58 anni fa il naufragio Andrea Doria

Una vicenda per certi versi simile a quella della Concordia

Roma, 25 luglio – (ansa) Mentre sulla rotta tra il Giglio e Genova si consuma l’ultimo atto del naufragio della Costa Concordia, in questi stessi giorni ricorre il 58/mo anniversario di un’altra grande tragedia del mare, per certi versi affine e per altri diametralmente opposta, a quella della Concordia: l’affondamento dell’Andrea Doria.

Fiore all’occhiello dell’italian style, grattacielo viaggiante con 700 cabine distribuite su 11 livelli, l’Andrea Doria, con 1.706 persone a bordo, fu speronato la notte del 26 luglio 1956 dal piroscafo svedese ‘Stockholm’ alle 23 (le 4,30 ora italiana) a largo delle coste di New York. Furono 51 le vittime, di cui 42 colte ne sonno. Tutti gli altri furono salvati durante le quasi 12 ore intercorse tra l’impatto e l’affondamento, con la nave pericolosamente inclinata su un fianco. Oggi, quella nave che era ritenuta inaffondabile, giace a 75 metri di profondità nell’Oceano Atlantico, alle porte di New York.

Il racconto di una sopravvissuta 
Sembra storia di ieri, per chi ha vissuto direttamente o indirettamente le vicende della Concordia, ma sembra storia di ieri anche per Pierette Simpson, che è tra i superstiti dell’Andrea Doria e che, all’epoca aveva 9 anni e mezzo. Con i nonni, dall’Italia stava raggiungendo gli Stati Uniti per riunirsi alla madre che, partita molti anni prima, si era risposata e aveva formato una nuova famiglia. Di quella notte ha ancora un ricordo vivo e commosso: la nonna che le teneva la mano, la gente che pregava, il nonno che era rimasto in cabina e che tardava a raggiungerle. C’è chi gridava che era stata una mina, che diceva ‘faremo la fine del Titanic’. E intanto la nave si inclinava sempre di più. Poi finalmente il calo delle scialuppe, l’arrivo dei soccorsi e la fine di un incubo.

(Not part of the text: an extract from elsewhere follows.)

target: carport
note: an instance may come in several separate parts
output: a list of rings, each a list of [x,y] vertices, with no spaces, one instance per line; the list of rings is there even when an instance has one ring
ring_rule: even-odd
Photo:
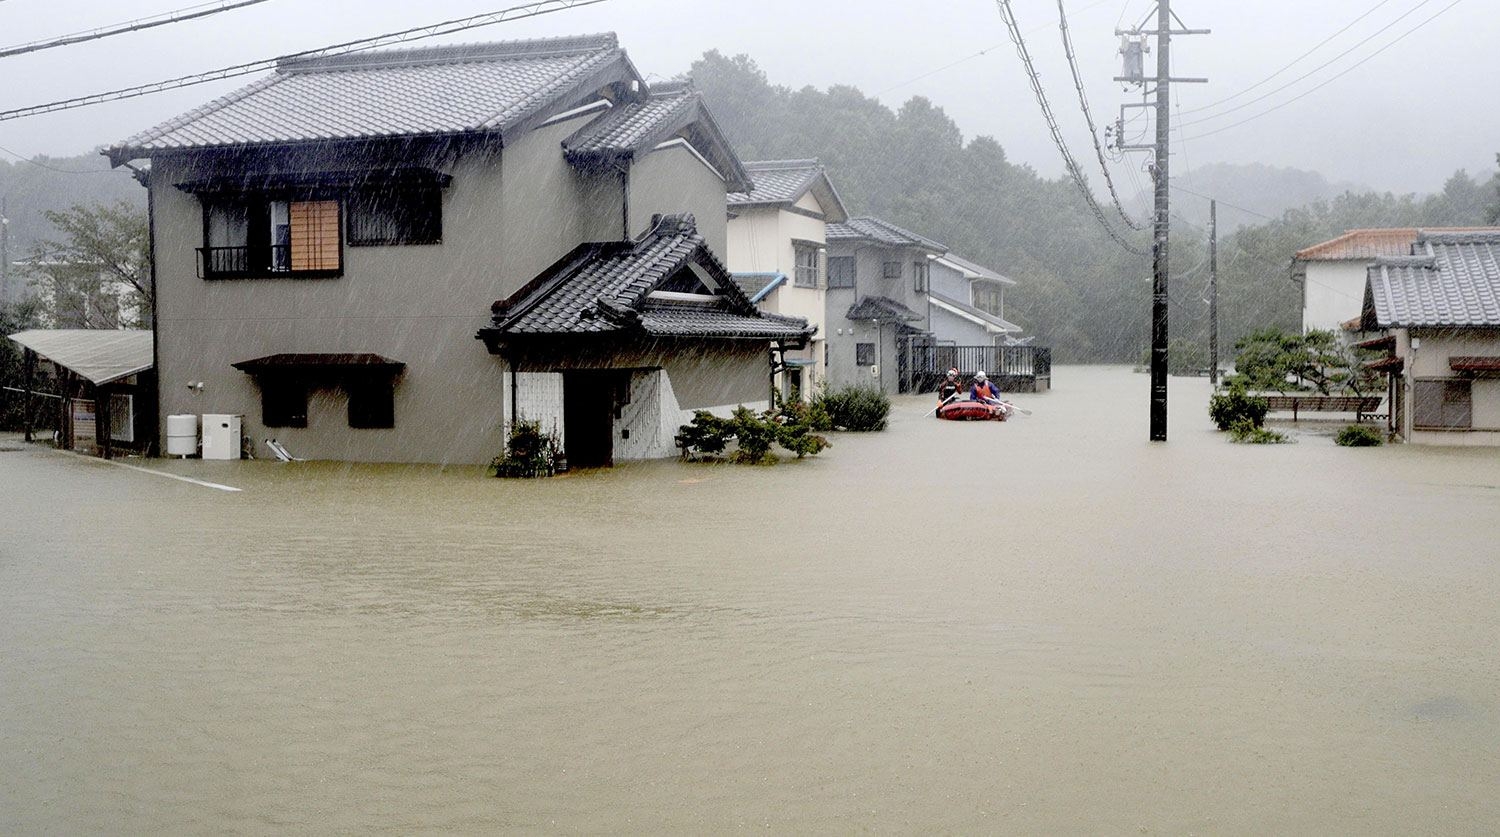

Due comandanti a confronto: Calamai e Schettino
Pierette Simpson ha scritto un libro e un romanzo sull’affondamento dell’Andrea Doria, soprattutto per esaltare la figura del comandante della nave, il capitano Piero Calamai, il quale, additato inizialmente quasi come lo Schettino di oggi della Concordia, fu riabilitato solo più tardi dalla storia ma senza aver mai più navigato e comandato una nave. “Al contrario di Schettino, come ce lo hanno descritto le cronache dei giornali – osserva Pierette Simpson – il Capitano Piero Calamai è rimasto da solo a bordo della nave ed era determinato ad andare a fondo con lei”. Fu l’eroico gesto del suo equipaggio, risalito sulla nave e pronto a restare a bordo con lui, che lo convinse e costrinse, alla fine, ad abbandonare l’Andrea Doria al suo ormai inevitabile destino. Calamai, contrariamente al comandante dello Stockholm, non comandò mai più una nave e morì con il rimorso delle vittime causate dal naufragio del “suo” Andrea Doria.

Un processo mai concluso
Non esiste una verità giuridica sulle responsabilità del naufragio dell’Andrea Doria. Questo perché l’assicurazione delle due navi era la medesima: i Lloyds di Londra. Ci fu pertanto un accordo per sospendere il processo, previo un risarcimento minimo ai passeggeri: 6 milioni di dollari su 85milioni della richiesta iniziale avanzata in sede processuale.

Il sogno di Pierette: un film per celebrare i 60 anni
E dopo il libro e il romanzo, per celebrare degnamente i 60 anni dalla tragedia, Pierette Simpson ha un sogno nel cassetto: realizzare un film sull’affondamento dell’Andrea Doria. Magari con un regista come Spielberg e un buon cast internazionale di attori. George Clooney, dice di getto, per interpretare la figura del comandante Calamai: “ha il giusto carisma”, osserva. Ma poi si accalora su una ipotesi per lei più suggestiva: e perché no un attore italiano? Del resto Calamai era italiano e l’Andrea Doria, gioiello della tecnologia italiana, negli anni ha segnato la vita e il futuro di tanti italiani che andavano a cercare fortuna negli Stati Uniti.